Tempting. But relatives and parents had been known to change their minds in the past, and welcome
the prodigal back into the familial fold.
"Show me the one in Chicago," he demanded. She seemed to be the best candidate thus far. The
Salamander left the vellum page and returned to its obsidian dish, where it began to spin.
As it rotated, turning faster and faster with each passing second, it became a glowing globe of
yellow-white light. A true picture formed in the heart of the globe, in the way that a false
picture formed in the heart of a Spiritualist's "crystal ball." The latter was generally
accomplished through the use of mirrors and other chicanery The former was the result of true
Magick.
When he saw the girl at last, he nearly laughed aloud at the Salamander's simplistic notion of
beauty. Granted, the girl was clad in the plainest of gowns, of the sort that a respectable
housekeeper might wear. He recognized it readily enough, from a Sears, Roebuck and Co. catalog
left in his office a few years ago by a menial.
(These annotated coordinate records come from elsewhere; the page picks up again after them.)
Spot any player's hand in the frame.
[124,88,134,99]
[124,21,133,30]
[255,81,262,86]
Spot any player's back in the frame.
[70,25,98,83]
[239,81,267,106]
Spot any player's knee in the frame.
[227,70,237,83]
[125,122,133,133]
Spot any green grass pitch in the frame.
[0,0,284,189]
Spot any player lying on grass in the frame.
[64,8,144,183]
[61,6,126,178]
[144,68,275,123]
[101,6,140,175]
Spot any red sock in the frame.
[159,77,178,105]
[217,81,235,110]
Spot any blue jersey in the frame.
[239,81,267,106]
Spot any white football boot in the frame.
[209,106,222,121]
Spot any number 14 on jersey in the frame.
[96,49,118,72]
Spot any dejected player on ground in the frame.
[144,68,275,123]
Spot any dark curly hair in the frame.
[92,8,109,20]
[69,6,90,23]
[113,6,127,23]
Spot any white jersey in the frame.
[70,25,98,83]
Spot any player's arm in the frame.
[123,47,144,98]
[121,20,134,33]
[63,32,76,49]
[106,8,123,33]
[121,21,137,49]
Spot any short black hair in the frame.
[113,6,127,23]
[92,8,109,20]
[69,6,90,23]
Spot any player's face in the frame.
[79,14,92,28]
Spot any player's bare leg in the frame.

Ladies' Wash Suit, two dollars and twenty five cents. Three years out-of-mode, and worn shabby.
She wore wire-rimmed glasses, and she used no artifice to enhance her features. In all these
things, she was utterly unlike the expensive members of the silk-clad demimonde whose pleasures he
had once enjoyed. But the soft cheek needed no rouge or rice-powder; the lambent blue eyes were in
no way disguised by the thick lenses. That slender figure required no over-corseting to tame it to
a fashionable shape, and the warm golden-brown of her hair was due to no touch of chemicals to
achieve that mellow hue of sun-ripened wheat.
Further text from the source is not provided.